Interesting. I was mostly suggesting it would be supported based on the man page, which specifies an RFC-822/ISO 8601 standard timezone specification. Since ISO-8601 includes both HHMM and HH:MM (and indeed that what is generated by .isoformat()), based on their man page it would seem they intend to support this. This is either a bug in glibc, a bug in their documentation, or I'm misinterpreting the "slash" to mean "the intersection of timezone offset specifiers laid out in RFC-822 and ISO-8601" rather than "the union of timezone offset specifiers laid out in RFC-822 and ISO-8601". Might be worth opening a bug on glibc to clarify.

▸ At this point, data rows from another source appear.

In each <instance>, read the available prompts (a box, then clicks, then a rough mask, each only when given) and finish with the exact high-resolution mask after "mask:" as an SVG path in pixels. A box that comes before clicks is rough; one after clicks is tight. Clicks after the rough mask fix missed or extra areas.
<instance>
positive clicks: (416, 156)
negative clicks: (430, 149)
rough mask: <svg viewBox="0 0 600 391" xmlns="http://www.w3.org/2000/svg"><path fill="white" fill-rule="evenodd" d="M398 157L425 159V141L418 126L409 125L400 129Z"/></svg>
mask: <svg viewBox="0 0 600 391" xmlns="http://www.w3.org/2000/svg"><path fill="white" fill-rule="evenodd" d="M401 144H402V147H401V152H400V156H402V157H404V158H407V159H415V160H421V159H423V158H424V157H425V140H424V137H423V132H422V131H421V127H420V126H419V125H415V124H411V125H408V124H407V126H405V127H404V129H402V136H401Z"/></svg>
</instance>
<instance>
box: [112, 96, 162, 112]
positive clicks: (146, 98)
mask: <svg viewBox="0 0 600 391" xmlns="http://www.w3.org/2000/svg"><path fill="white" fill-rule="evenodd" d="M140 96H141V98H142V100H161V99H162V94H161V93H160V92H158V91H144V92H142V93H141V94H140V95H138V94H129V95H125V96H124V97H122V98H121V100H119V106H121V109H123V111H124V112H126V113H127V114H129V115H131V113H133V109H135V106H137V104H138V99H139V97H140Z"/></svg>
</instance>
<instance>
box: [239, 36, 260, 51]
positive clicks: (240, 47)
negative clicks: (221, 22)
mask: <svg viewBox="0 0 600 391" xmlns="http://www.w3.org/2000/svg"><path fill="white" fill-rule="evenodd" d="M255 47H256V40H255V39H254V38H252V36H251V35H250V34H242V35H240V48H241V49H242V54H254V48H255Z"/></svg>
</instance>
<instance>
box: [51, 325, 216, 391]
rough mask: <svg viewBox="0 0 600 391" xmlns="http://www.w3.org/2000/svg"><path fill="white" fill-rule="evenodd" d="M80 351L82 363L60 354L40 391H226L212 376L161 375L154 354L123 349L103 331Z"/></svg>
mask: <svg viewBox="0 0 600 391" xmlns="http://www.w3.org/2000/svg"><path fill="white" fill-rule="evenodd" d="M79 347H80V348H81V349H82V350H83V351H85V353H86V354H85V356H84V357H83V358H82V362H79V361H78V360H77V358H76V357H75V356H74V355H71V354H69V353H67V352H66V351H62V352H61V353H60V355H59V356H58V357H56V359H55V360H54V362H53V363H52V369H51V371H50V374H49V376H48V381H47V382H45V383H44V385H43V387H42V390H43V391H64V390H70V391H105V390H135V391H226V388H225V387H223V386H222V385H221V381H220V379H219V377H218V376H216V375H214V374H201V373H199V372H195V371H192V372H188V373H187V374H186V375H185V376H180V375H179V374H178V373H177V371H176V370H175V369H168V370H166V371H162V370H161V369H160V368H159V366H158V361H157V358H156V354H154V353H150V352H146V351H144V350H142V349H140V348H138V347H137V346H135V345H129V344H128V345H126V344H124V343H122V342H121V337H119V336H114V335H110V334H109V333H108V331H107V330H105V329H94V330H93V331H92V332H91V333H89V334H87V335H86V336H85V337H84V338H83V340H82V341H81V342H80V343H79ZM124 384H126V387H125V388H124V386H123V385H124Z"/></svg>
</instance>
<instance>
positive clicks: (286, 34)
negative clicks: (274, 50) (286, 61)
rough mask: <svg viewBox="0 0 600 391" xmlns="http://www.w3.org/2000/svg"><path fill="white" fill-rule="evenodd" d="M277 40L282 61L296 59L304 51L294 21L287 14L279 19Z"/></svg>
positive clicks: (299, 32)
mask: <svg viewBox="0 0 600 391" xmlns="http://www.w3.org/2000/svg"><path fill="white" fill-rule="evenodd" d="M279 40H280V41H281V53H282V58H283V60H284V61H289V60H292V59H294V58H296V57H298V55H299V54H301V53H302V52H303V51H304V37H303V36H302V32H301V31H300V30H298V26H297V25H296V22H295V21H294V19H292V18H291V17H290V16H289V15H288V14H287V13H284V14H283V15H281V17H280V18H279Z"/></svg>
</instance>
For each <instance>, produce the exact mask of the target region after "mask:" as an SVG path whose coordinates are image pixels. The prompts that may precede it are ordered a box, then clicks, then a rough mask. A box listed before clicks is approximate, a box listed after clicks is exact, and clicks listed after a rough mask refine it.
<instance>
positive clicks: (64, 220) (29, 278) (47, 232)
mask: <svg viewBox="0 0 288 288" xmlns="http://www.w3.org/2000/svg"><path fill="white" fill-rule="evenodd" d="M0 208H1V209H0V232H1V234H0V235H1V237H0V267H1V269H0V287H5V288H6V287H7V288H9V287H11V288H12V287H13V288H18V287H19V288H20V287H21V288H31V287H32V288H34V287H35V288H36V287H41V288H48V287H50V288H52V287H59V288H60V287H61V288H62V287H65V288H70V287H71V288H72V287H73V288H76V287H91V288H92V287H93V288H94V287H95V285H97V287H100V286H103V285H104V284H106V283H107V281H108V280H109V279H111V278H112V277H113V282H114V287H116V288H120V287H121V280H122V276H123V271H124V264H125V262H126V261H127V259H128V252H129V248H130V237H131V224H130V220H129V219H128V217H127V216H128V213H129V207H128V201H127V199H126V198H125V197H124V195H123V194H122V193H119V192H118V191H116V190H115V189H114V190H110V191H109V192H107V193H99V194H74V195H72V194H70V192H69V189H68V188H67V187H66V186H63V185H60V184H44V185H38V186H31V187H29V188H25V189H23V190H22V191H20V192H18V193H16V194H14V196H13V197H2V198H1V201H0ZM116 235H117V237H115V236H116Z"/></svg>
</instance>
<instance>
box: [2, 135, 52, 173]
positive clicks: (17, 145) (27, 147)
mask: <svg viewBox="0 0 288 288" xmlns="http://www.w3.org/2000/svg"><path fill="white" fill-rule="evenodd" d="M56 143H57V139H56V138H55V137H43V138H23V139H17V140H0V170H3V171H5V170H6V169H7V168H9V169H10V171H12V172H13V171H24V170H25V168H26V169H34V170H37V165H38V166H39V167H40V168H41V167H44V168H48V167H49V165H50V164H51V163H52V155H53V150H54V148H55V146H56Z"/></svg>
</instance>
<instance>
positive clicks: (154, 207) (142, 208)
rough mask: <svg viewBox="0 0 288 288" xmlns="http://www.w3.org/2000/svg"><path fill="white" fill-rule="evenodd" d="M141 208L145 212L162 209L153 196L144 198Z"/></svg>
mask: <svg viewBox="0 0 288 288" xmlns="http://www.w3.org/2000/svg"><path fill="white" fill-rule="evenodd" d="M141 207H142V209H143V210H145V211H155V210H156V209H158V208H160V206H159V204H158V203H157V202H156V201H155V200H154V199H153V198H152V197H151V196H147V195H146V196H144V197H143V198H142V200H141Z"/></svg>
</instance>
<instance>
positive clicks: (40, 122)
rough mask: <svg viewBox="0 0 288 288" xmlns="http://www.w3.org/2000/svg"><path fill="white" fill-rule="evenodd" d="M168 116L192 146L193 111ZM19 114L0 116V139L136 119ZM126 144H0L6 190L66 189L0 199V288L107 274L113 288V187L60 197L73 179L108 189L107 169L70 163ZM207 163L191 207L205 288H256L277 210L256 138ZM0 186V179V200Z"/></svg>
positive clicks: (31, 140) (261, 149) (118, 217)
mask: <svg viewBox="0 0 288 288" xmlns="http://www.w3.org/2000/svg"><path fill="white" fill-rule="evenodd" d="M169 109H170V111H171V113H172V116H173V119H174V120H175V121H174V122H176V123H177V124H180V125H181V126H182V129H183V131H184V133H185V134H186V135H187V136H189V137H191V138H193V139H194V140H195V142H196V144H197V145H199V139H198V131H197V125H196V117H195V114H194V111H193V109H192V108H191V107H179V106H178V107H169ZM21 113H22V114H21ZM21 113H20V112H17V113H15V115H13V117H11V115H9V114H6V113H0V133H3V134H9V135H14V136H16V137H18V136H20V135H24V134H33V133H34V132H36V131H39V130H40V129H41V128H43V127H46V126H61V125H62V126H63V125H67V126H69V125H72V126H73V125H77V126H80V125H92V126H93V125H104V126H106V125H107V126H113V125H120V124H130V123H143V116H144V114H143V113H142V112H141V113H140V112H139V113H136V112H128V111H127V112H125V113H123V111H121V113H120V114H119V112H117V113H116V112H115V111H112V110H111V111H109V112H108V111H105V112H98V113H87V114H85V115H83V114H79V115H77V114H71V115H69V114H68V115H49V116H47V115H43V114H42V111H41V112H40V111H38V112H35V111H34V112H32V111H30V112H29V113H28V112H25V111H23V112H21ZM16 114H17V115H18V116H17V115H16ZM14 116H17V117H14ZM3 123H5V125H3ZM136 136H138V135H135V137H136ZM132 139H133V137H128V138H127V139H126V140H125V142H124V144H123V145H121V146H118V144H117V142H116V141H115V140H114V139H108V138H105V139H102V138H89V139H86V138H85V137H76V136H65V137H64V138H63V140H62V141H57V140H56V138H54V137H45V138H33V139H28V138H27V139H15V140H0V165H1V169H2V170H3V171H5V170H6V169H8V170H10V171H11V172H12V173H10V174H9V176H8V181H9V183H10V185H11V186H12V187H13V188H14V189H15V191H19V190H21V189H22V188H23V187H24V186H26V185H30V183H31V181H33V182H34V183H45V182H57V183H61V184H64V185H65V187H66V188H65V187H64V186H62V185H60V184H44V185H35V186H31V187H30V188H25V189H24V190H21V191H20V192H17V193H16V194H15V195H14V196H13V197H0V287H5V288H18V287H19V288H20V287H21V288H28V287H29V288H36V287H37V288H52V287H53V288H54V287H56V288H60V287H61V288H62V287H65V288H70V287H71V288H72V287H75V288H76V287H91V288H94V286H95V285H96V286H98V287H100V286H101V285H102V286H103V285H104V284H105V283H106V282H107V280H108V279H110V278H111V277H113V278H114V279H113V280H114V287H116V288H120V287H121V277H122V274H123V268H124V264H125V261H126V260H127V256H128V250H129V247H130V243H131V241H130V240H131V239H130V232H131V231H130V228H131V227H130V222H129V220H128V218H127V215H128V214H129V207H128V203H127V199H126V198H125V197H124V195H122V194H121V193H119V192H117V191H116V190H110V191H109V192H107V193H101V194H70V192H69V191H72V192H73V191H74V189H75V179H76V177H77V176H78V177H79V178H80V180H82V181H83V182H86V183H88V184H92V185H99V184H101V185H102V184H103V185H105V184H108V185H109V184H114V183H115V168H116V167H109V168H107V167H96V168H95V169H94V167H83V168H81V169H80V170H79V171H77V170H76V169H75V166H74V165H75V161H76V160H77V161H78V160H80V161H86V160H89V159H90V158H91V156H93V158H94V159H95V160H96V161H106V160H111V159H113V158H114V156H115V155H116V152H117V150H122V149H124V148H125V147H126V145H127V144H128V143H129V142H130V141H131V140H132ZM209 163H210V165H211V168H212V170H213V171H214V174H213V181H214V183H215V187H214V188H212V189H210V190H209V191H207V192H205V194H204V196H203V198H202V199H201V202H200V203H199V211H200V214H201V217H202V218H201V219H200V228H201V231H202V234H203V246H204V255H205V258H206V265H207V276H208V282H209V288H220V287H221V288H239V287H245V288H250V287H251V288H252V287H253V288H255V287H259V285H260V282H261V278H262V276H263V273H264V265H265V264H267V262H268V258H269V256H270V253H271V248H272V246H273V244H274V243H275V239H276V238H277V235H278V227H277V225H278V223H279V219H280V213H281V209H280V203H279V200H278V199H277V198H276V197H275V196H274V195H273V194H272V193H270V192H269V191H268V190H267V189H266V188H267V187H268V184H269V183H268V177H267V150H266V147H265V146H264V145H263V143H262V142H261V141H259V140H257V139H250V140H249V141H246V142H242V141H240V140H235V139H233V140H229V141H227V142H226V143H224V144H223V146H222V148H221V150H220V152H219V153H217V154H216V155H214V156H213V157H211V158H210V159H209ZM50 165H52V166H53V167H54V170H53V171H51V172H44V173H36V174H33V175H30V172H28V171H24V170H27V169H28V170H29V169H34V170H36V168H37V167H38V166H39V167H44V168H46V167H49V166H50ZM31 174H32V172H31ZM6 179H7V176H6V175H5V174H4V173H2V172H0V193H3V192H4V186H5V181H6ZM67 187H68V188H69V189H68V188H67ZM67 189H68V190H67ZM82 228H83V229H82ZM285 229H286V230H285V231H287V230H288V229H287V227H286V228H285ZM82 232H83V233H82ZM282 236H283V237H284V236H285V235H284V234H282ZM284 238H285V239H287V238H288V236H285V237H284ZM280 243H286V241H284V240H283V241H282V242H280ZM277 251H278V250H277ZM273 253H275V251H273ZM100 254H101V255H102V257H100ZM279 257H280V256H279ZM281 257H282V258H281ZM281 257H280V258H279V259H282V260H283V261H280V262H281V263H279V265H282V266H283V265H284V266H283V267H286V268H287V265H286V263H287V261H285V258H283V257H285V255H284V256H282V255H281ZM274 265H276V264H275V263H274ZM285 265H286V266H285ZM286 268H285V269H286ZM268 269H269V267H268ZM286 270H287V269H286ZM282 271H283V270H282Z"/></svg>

> Just to be clear, date accepts them on input through date -d (which does
> not use strptime or posix getdate, but its own internal parse_datetime
Yes, no matter how it's implemented, I was just suggesting that %:z is not an extension plucked out of thin air (though I did not know about the `date` behavior and %:z *was* my immediate suggestion for an extension, so at the very least it doesn't violate principle of least surprise), but rather has some precedent in widely used datetime software.